Fargo students are getting ready for a day of learning through a new method: Yoga Calm. This meditation activity serves as a way to increase student’s focus on breathing, relaxing, and being in the moment.
Student Wellness and Family Facilitator Sarah Bernstrom and Jefferson Elementary Guidance Counselor Laura Sokolofsky have implemented the Yoga Calm program into curriculum at Jefferson Elementary. The idea to integrate Yoga Calm into classrooms sparked for Sokolofsky when she met Yoga Calm Trainer Kathy Flaminio at the ASCA National Counselors Conference, and learned practicing would help calm students, build their self-control skills, and take them out of a setting that was increasing their aggression and conflicts.
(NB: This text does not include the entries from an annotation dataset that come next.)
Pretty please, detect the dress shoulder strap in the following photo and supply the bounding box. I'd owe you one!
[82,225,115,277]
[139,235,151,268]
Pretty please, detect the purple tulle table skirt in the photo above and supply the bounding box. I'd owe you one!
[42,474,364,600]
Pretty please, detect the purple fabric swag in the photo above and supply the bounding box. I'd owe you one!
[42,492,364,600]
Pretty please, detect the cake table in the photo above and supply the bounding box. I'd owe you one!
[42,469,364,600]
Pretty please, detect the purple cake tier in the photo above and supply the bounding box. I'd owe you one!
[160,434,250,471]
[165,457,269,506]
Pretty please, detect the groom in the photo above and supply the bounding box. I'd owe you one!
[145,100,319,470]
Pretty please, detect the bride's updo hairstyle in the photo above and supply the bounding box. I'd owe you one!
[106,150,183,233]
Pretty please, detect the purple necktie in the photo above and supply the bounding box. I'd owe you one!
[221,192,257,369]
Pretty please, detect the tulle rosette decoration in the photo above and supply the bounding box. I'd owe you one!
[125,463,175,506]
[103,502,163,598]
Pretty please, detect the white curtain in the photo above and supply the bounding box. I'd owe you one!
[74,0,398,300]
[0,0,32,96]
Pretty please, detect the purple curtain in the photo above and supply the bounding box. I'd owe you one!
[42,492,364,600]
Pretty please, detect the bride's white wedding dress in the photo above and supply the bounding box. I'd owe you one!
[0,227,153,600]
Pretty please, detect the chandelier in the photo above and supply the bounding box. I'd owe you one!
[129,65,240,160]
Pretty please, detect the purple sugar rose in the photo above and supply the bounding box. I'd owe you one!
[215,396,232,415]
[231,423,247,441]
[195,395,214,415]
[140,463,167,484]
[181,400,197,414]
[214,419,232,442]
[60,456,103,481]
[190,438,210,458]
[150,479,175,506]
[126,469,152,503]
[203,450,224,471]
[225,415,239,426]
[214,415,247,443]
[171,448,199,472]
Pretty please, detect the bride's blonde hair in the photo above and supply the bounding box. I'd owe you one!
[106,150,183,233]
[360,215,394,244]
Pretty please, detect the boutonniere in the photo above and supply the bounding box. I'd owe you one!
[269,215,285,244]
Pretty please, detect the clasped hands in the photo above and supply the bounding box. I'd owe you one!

Originally developed for classroom use, Yoga Calm is a specific program within Mindfulness that integrates movement. There are many yoga programs for kids that support social-emotional learning. Yoga Calm specifically brings together all concepts in a dynamic way, addressing the needs of the student. Those practicing Yoga Calm use stillness, breathing, mindfulness, and movement. The Yoga Calm can be a release of stress, trauma, emotions, and energy to help students calm, focus, relax, or be energized as needed in the classroom or individual setting. When students utilize Yoga Calm, there is a decrease in absences, and increase in focus and grades.
I am no yoga teacher,” said Sokolofsky. “I just want to share the different ways students can learn to stay calm. I bought the breathing ball (Hoberman sphere) and started to teach my students in every lesson about belly breathing, and added fun different kinds of breaths to our choices.
Sokolofsky began small groups last school year when boys were showing aggressive behavior in gym. Once a week, this group met for Yoga Calm instead of going to gym. It helped with conflict, fighting, gave them a place and way to work things out, and learn to make fair decisions.
Students in grades three through five are invited to attend Yoga Calm as the need arises to practice various types of breathing including ball, belly, soup, pretzel, and so on. When students enter a session of Yoga Calm, everyone begins by focusing on their breathing. Sokolofsky adds the practice of stillness to work on self-control. Once students are quiet and still, and breathing properly, Sokolofsky works with students on Mindfulness principles. Bernstrom has noticed when students are using these exercises, they calm down quickly and have a decrease in anxiety; they enjoy the break from daily school life to focus on breathing.
“I do see the students enjoying the activities we do,” said Sokolofsky. “They try to improve their skills each week, and remain open to new strategies each time we meet.”